We reanalysed previously published data of wild-type and ash2 mutant transcriptomes (14), where two Affymetrix GeneChip Drosophila Genome 2.0 arrays (Affymetrix Inc.) were hybridized per sample. For wild-type flies, we defined three gene classes according to the expression level: highly expressed (5000 or more), expressed (50–5000) and silenced (50 or less). To calculate the Spearman’s rank correlation coefficient between gene expression and the number of targets of each ChIP-Seq experiment, we previously computed the target gene density of the microarray (using a window of 100 genes). To build the list of upregulated and downregulated genes in the mutant microarray, we selected the genes for which the ratio between the expression value in the mutant array and the wild-type wing disc transcriptome was either above 2.0 or below 0.5 (upregulated and downregulated in ash2 mutants, respectively) with an absolute difference between the values of at least 100 units. Both lists were intersected with ASH2 and H3K4me3 target genes to build the final set of 196 downregulated and 137 upregulated genes in ash2 mutants. To evaluate the statistical significance of the differences observed in gene size, number of exons and number of isoforms between upregulated and downregulated genes, we performed on each gene feature a two sample t-test that discriminates whether two distributions of means can be assumed to be equal (null hypothesis) or not. MEME (32) was run on the preferred ASH2 binding region of these genes in our ChIP-Seq experiments, which is (–370, +560) around the TSS, using TomTom (33) to scan the collections of known transcription factor binding sites (34,35). In addition, TRANSFAC and JASPAR catalogues were used to complement the motif search in the ASH2 binding regions (similarity threshold 85%) (36,37). We filtered out the predicted motifs that were not conserved at least in Drosophila pseudoobscura and four additional Drosophilids in the genome alignments of 12 Drosophila species (38). We implemented multiple scripts written in Perl and R in order to perform most of these tasks (format conversion among different tools, comparison of lists of targets, association of genes with lists of targets and graphical representations of reads around the TSS of genes and within the genes). This software is available upon request to the authors.

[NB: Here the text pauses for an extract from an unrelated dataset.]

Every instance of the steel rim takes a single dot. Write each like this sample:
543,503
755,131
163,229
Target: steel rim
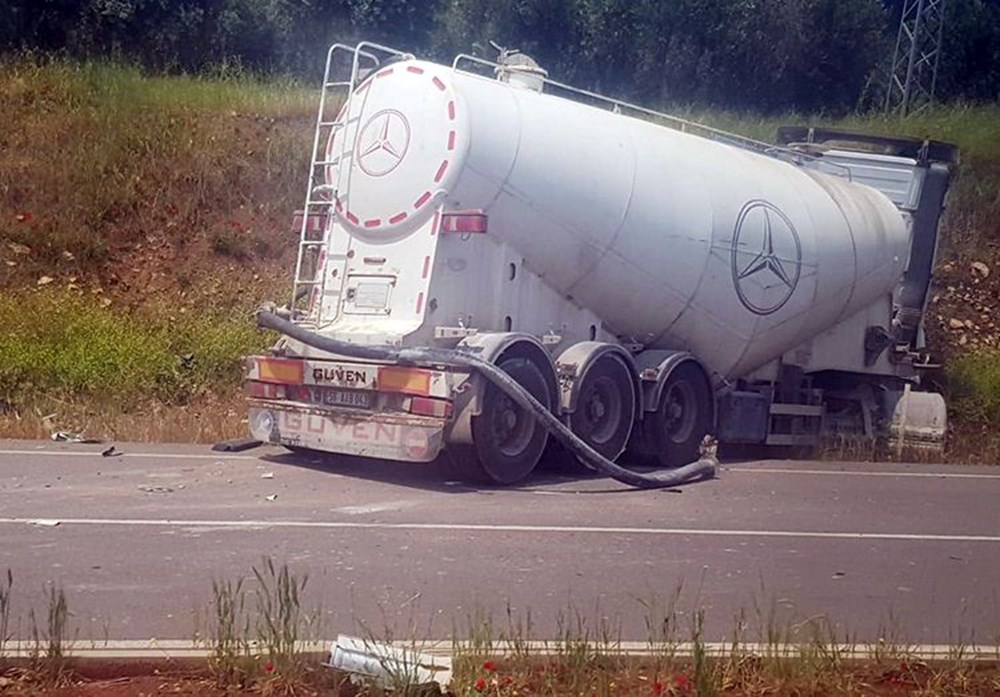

Details of other procedures are provided in Supplementary Data S1.
ASH2 occupancy was mapped using chromatin isolated from third instar larva wing imaginal discs, obtaining 8009 target genes (Figure 1 and Supplementary Table S1). GO analysis revealed a significant enrichment in development and morphogenesis categories (Supplementary Figure S1). We also determined the genomic distribution of H3K4me3 and H3K36me3, as specific marks of positive transcriptional regulation and H3K27me3 as a negative mark (Supplementary Table S1). We identified 5730 target genes for H3K4me3, 4919 for H3K36me3 and 2999 for H3K27me3. Figure 1A shows an example of ASH2 binding between two peaks of H3K4me3 associated with katanin-60 and Mms19 genes, which display opposite transcriptional orientation. H3K36me3 extends over the gene region of both expressed genes. By contrast, in an example of a gene silenced in the wing disc, H3K27me3 is spread throughout the Deformed (Dfd) locus. As anticipated, there was extensive overlap between ASH2 occupancy and the H3K4me3 and H3K36me3 marks, but not with H3K27me3 (Figure 1B). A subset of 441 genes has both activating and silencing marks, and among those, 423 contain ASH2 binding sites. Genes from several pathways known to be expressed differentially in the wing disc are included in this group (Supplementary Figure S1), suggesting that the two marks are present in various cell types according to their transcriptional state. Thus, we can predict that uncharacterized genes of this group display heterogeneous expression patterns in the wing tissue.
We observed extensive overlap between the targets obtained by ChIP-Seq in wing discs and by ChIP-on-chip in embryos (39): up to 95% of H3K4me3 targets match any ChIP-on-chip region. The enriched regions detected by high-throughput sequencing were, though, more precise (average target length: 327.2nt in ChIP-Seq and 2048.3nt in ChIP-on-chip), confirming that this technique results in higher resolution (Supplementary Figure S2). These results suggest that there are few differences in the chromatin state between these two time points, although a subset of genes is cell type and developmental stage specific. Additionally, through the combination of our data with FlyBase/RefSeq gene collections, we refined the annotation of 21 genes (Supplementary Table S2) and uncovered 55 new regions (Supplementary Table S3) in the fly genome that show significant enrichment of activating marks in the wing discs. Using a similar approach, we identified 21 non-coding RNAs that display transcription-activating marks in the wing disc (Supplementary Table S4).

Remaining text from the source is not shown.